Transactional funding can be approved very quickly. The general expectation is:

  • Small Deals ($50k-$500k) — pre-approval same day (1-3 hours), full approval in 24-48 hours.
  • Large Deals ($1M+) — 2-4 business days for extra underwriting.
  • Rush Approval — if all documents are clean and the end buyer’s funds are easily verifiable, rush approval can sometimes be obtained in as little as 1-2 hours. Rush approval often carries extra fees.

How Soon will the Loan Fund?

Once approved, transactional funding can be wired to escrow on the same day. 

How Much Can You Borrow?

Transactional funding is not limited by traditional mortgage stipulations on LTV or LTC — if the lender is confident in the end buyer’s ability and intention to close (and they don’t approve the loan if they aren’t), the lender will lend the entire purchase price and all closing costs for the first closing. 

What is the Cost of Borrowing for Transactional Funding?

Because this loan is so short-term, APR or interest rates do not apply. Instead, points on the transaction apply. 

Transactional lenders usually collect a fee from the proceeds of the second closing. The amount of the fee is usually 0.5% to 2.5% of the loan amount, with smaller deals requiring more points, larger deals requiring fewer points, and often a minimum fee of $1,000-$2,000 for very small loan balances.

Rush fees may be anywhere from $250-$750 for approval in 24 hours or less, with an extra 0.5-1% if overnight wiring is required to get the cash there in time.

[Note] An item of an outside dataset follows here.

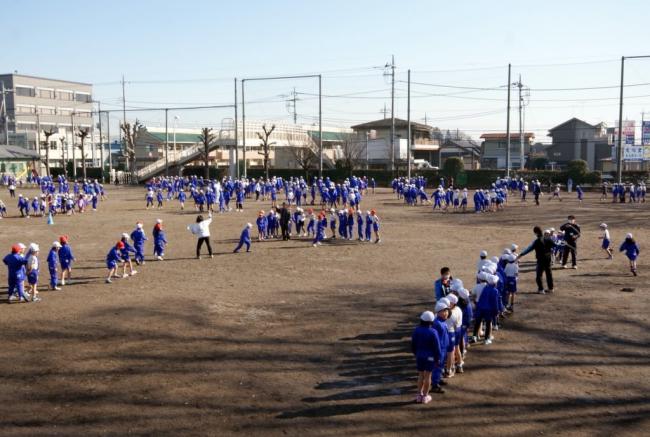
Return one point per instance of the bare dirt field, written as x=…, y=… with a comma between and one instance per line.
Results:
x=296, y=340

What If the Second Deal Doesn’t Close?

Transactional lenders work hard to make sure they don’t lend if there is a chance that the end buyer won’t close. But if the second contract does not close for any reason, that puts the wholesaler in a tough spot. The wholesaler remains the titled owner of the property but must repay the loan amount in full. If they don’t have the cash to repay the loan, they may face penalty fees and 1-2% daily interest until they pay in full.

Since the penalties for a failed second closing are so steep, many wholesalers only do double closes with end buyers they know, trust, and/or have done deals with in the past.

Bottom Line

Wholesale deals are an incredibly attractive form of real estate entrepreneurship. The present investors with the promise of large payouts in short periods of time with very little risk. Wholesalers act as “middleman” between seller and end buyer, agreeing to one price with the seller and a higher price with the end buyer, with the difference between the two prices as profit for the wholesaler.

The double close fits into the picture as one of the two available closing strategies for a wholesale deal:

  • Wholesale deal with assignment fees. The wholesaler assigns the contract to the end buyer for a fee. The wholesaler doesn’t have to take title or put up the purchase price, but risks angering the seller and even losing the deal before the contract is even signed.
  • Double close. The deal closes on two separate purchase contracts — one between the seller and the wholesaler, the other between the wholesaler and the end buyer, often on the same day. The wholesaler is more likely to satisfy the seller and keep the deal, but must come up with the full purchase price and closing costs as liquid funds.

Transactional funding acts as a key bridge that makes many double closes possible — a short-term loan that can fund quickly and cover the purchase price of the first closing, without the wholesaler having to have deep pockets.

If you are considering a double close, reach out today to the Munoz Ghezlan Capital expert on transactional funding, for a free strategy session.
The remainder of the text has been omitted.